The injury claimant was a 32-year-old plumbing apprentice when he was seriously injured  in a head-on collision(Cassells v. Ladolcetta,2012 BCCA 27). The claimant was driving his car in the westbound centre lane of Canada Way, one of Burnaby’s major east-west connectors.  As he approached Canada Way’s uncontrolled intersection with Sprott Avenue, the other driver, intending to turn slightly left and head straight onto Sprott, drove her pickup truck into the claimant’s car. After  three weeks of trial and 19 witnesses plus 17 expert witnesses, the court found the other driver and owner solely responsible for the accident and made a substantial award against them. 
He suffered extensive soft tissue injury to his neck, thoracic and lumbar spine, right shoulder, elbow, and right knee, as well as a compression fracture in his lumbar spine, all which left him with residual symptoms that it was said he would continue to experience to some degree.  In addition, he sustained a minor frontal lobe brain impact injury and he developed what the judge found to be a subclinical post traumatic stress disorder.
 His 77-page judgment is indexed as 2009 BCSC 1151. 
    The respondent had for some time suffered from, and been treated for, skin psoriasis.  He was found to have also manifested an early indication of psoriatic arthritis.  After the accident, in time the psoriasis became particularly bad and the psoriatic arthritis became fully developed to the point that the respondent was no longer able to do the physical work of a journeyman plumber for which he had apprenticed.  The primary issue at trial was whether, and if so the extent to which, the accident had served to aggravate the respondent’s pre-existing disease.
The judge described psoriasis and psoriatic arthritis as follows:

[15]      The evidence of the medical experts explained that psoriasis is what is thought to be an auto-immune mediated skin disease that can fall anywhere on a graph between a minor nuisance to grave condition.  It is not curable, but in most cases treatment can control it, with varying degrees of success.  Most people with this condition can work and live their lives mostly unimpeded, but in some cases it can be a challenging, even debilitating, and worse, disease to live with.  Dermatologists usually treat psoriasis.

[16]      Psoriatic arthritis is a form of arthritis closely connected to psoriasis.  It is also thought to be auto-immune mediated.  Not all people with psoriasis develop psoriatic arthritis, which typically presents itself in some form within 10 years, usually in peripheral joints.  Rheumatologists treat psoriatic arthritis, so psoriatic arthritis patients consult with two specialists, one to treat the skin, the other the joints.
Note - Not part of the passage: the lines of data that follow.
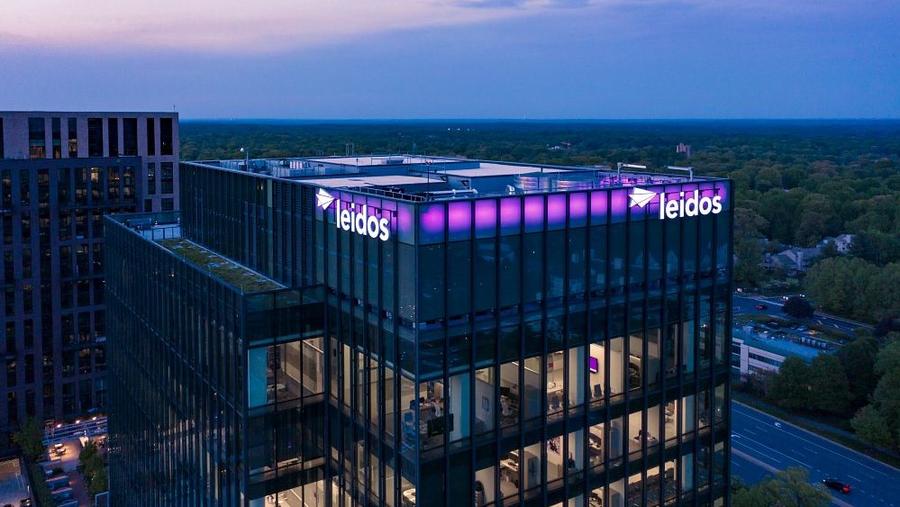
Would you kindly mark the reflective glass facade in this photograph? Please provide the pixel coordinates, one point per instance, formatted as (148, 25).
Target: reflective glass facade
(558, 347)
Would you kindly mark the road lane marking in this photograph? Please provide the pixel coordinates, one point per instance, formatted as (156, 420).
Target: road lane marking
(781, 453)
(751, 449)
(736, 404)
(769, 468)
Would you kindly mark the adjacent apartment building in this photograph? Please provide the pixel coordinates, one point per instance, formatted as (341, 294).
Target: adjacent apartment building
(60, 172)
(401, 331)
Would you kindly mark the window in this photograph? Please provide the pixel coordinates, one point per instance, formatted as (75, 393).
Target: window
(151, 137)
(95, 137)
(167, 177)
(151, 178)
(165, 136)
(129, 137)
(73, 138)
(57, 137)
(113, 129)
(36, 141)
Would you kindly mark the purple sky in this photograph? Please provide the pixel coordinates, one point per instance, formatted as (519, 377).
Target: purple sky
(455, 58)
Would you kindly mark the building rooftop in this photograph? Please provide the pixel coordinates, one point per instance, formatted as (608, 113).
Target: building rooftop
(248, 281)
(782, 346)
(164, 229)
(421, 178)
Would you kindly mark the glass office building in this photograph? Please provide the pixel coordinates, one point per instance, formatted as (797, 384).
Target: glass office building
(407, 331)
(60, 173)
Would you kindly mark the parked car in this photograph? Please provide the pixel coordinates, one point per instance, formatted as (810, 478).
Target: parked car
(837, 485)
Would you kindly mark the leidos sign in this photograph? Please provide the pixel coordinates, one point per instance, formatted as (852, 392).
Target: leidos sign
(692, 205)
(353, 219)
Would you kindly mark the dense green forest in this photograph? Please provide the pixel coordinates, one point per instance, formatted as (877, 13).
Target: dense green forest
(797, 181)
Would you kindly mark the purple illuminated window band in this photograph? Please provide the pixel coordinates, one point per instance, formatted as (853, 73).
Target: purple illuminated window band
(516, 214)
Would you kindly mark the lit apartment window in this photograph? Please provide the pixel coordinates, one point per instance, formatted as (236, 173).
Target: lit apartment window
(129, 136)
(151, 137)
(167, 178)
(57, 137)
(95, 137)
(165, 136)
(151, 178)
(36, 141)
(73, 138)
(113, 135)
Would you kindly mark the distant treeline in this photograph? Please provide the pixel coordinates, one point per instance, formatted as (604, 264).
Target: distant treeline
(797, 181)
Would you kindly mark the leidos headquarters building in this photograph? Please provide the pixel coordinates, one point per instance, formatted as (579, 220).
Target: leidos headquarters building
(422, 331)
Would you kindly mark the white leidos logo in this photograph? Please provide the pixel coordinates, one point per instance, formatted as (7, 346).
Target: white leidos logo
(693, 205)
(352, 220)
(323, 199)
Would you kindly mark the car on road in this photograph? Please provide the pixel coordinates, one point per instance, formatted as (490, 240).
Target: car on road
(837, 485)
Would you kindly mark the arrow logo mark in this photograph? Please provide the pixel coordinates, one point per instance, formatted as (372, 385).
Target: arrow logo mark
(323, 199)
(640, 197)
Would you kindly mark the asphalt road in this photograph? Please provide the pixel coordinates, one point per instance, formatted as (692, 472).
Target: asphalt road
(747, 305)
(762, 444)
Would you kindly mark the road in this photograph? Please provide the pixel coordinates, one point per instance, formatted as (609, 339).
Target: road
(762, 444)
(746, 305)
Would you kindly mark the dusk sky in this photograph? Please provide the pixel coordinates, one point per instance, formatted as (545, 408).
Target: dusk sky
(455, 58)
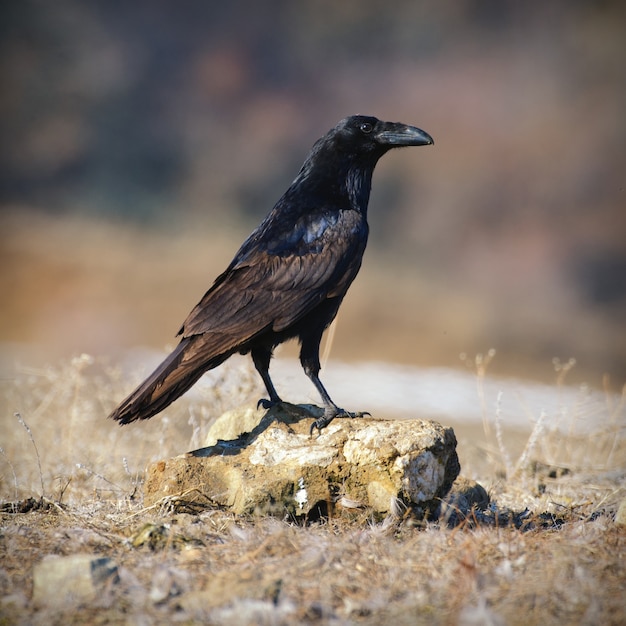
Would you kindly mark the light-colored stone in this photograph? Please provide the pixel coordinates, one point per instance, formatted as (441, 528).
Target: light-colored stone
(277, 468)
(66, 581)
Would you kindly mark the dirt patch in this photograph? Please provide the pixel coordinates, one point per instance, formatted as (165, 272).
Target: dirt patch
(546, 550)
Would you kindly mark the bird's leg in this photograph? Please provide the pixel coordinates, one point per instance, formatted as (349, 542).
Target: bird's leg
(309, 357)
(261, 358)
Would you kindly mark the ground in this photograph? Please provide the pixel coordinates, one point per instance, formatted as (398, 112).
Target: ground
(72, 484)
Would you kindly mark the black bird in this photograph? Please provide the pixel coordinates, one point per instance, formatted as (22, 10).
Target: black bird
(289, 277)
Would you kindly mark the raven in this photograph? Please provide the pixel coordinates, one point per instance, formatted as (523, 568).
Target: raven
(289, 277)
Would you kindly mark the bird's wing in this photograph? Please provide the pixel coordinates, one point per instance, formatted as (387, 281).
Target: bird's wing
(272, 286)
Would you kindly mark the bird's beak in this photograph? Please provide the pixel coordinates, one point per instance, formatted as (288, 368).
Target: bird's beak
(396, 135)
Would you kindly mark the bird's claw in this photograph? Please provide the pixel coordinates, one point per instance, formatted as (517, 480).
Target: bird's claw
(266, 404)
(321, 422)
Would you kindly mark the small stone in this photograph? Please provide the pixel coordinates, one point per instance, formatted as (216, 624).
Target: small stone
(275, 467)
(67, 581)
(465, 496)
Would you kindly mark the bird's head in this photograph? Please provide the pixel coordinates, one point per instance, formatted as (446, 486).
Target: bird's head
(365, 134)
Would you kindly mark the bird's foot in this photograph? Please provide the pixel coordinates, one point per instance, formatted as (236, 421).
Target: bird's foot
(267, 404)
(330, 414)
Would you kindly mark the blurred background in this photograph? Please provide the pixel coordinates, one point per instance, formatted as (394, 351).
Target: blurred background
(141, 142)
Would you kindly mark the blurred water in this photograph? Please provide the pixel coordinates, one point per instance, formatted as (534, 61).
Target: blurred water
(402, 391)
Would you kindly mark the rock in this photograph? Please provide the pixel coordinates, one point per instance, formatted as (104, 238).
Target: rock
(464, 498)
(66, 581)
(278, 468)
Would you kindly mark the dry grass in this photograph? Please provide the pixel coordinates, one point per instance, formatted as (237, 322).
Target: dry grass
(84, 475)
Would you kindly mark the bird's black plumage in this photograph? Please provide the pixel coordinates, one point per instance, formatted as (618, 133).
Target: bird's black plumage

The Court of Appeal upheld the finding that the claimant’s Psoriasis and Psoriatic Arthritis was aggravated by the trauma and stress for the car accident stating:

[16]  The judge reached the ultimate conclusion he did concerning the aggravation of the respondent’s psoriasis and psoriatic arthritis relying on the evidence of the various physicians whose opinions he had to consider.  Dr. Gladman’s opinion on the effect of trauma on psoriatic arthritis is consistent with the other opinion evidence which the judge found acceptable, as well as with the evidence of the respondent’s medical condition and, for that matter, the deterioration in his life after the accident.  I do not consider there to be any sound basis on which it can now be said the judge made an overriding and palpable error in concluding the respondent’s psoriasis and psoriatic arthritis were aggravated by trauma and stress attributable to the accident by relying on Dr. Gladman’s opinion.